Now, we want a function, we'll call it $u(x)$ such that it makes this equation solvable by integration... So, we multiply everything by it...

$u(x)y'(x) + u(x)p(x)y(x) = u(x)q(x)$

Now, this step isn't really easy to follow, but let's suppose we let:

$u'(x) = u(x)p(x)$

This is just saying that the derivative of u(x) is the product of two functions, one of which is u(x). There is no problem with doing this as long as we solve for u(x). Notice that this in and of itself is a separable differential equation.

Such that:

$u(x)y'(x) + u'(x)y(x) = u(x)q(x)$

$(u(x)y(x))' = u(x)q(x)$

Now, back to $u'(x) = u(x)p(x)$, we can solve this like any separable equation.

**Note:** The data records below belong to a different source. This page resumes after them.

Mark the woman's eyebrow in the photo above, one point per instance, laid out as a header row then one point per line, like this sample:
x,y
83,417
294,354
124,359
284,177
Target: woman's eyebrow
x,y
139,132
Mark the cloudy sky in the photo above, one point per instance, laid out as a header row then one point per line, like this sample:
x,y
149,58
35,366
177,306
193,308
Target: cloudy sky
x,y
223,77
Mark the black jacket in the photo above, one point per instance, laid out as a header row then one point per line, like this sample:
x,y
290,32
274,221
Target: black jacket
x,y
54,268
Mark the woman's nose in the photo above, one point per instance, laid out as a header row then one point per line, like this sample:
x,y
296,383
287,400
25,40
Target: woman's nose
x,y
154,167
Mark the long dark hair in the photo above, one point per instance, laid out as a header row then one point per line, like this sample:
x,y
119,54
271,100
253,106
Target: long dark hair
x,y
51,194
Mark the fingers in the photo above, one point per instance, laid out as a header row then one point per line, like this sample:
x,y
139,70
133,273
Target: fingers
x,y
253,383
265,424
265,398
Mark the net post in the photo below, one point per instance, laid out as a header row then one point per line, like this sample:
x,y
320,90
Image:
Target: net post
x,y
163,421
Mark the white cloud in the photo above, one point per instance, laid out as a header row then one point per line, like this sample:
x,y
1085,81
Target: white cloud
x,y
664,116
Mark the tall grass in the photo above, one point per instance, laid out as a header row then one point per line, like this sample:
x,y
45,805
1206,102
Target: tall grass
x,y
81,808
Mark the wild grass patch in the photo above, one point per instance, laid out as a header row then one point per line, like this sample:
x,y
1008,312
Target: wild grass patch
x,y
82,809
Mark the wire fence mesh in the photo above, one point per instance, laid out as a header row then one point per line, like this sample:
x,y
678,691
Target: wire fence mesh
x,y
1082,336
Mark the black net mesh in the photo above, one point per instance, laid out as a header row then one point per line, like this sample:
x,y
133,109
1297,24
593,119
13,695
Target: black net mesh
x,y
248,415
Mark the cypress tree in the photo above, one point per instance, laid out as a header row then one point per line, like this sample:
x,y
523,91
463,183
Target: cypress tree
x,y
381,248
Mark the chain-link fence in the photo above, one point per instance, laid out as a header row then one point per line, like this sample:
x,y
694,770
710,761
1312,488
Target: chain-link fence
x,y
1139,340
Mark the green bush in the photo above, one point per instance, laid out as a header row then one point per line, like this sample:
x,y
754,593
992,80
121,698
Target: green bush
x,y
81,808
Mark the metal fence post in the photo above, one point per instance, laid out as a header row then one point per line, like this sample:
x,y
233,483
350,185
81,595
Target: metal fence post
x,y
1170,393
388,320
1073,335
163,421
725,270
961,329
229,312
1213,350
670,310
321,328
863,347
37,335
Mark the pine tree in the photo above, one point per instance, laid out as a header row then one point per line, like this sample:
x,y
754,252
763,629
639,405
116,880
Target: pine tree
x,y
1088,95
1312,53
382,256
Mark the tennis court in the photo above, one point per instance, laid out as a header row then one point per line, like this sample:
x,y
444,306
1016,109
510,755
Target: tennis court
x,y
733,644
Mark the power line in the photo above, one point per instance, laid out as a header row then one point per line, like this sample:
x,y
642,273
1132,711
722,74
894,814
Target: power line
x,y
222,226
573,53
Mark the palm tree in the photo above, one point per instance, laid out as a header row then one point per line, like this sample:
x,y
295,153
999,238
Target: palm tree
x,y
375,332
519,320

$\frac{u'(x)}{u(x)} = p(x)$

So we have the form:

$\frac{du}{u} = p(x)dx$

Note, that at this moment p(x) can be anything... so let's integrate:

$\int \frac{1}{u} ~du = \int p(x) ~dx$

Note: We don't need a constant since it will be brought in in the general solution.

$ln(u) = \int p(x) ~dx$

$u = e^{\int p(x) ~dx}$

Now, here is our factor u. We just put this back into the equation:

$(u(x)y(x))' = u(x)q(x)$

$\left(e^{\int p(x) ~dx}y(x)\right)' = e^{\int p(x) ~dx}q(x)$

Now we integrate both sides:

$\int \left(e^{\int p(x) ~dx}y(x)\right)' ~dx = \int e^{\int p(x) ~dx}q(x) ~dx$

$e^{\int p(x) ~dx}y(x) = \int e^{\int p(x) ~dx}q(x) ~dx + C$

$y(x) = \frac{\int e^{\int p(x) ~dx}q(x) ~dx + C}{e^{\int p(x) ~dx}}$

Now, recall that p(x) = -2 and q(x) = -4x, so first we'll solve the exponential:

$e^{\int -2 ~dx} = e^{-2x}$

So we have:

$y(x) = \frac{\int e^{-2x}(-4x) ~dx + C}{e^{-2x}}$

Now we integrate the numerator:

$\int e^{-2x}(-4x) ~dx$

The integral of which is:

$e^{-2x}(2x + 1)$ (Integration by parts)

So, our solution is:

$y(x) = \frac{e^{-2x}(2x + 1) + C}{e^{-2x}}$

$y(x) = (2x + 1) + Ce^{2x}$

Now we plug this into the differential equation to see if it actually is a solution:

$y'(x) = 2Ce^{2x} + 2$

So, we get:

$2Ce^{2x} + 2 - 2[Ce^{2x} + 2x + 1] = -4x$

$(2Ce^{2x} - 2Ce^{2x}) + (2 - 2) - 4x = -4x$

$0 + 0 - 4x = -4x$

$-4x = -4x$

This is true, so our solution is valid.

I hope this covers it.

6. Okay, that helps, but for the same equation:
Let g be the function that satisfies the given differential equation with the initial condition g(0) = 0. Does the graph of g have a local extremum at the point (0,0)? If so, is the point a local maximum or a local minimum? Justify your answer.
I think I am supposed to figure this out without the solution to the differential equation that you helped me with above.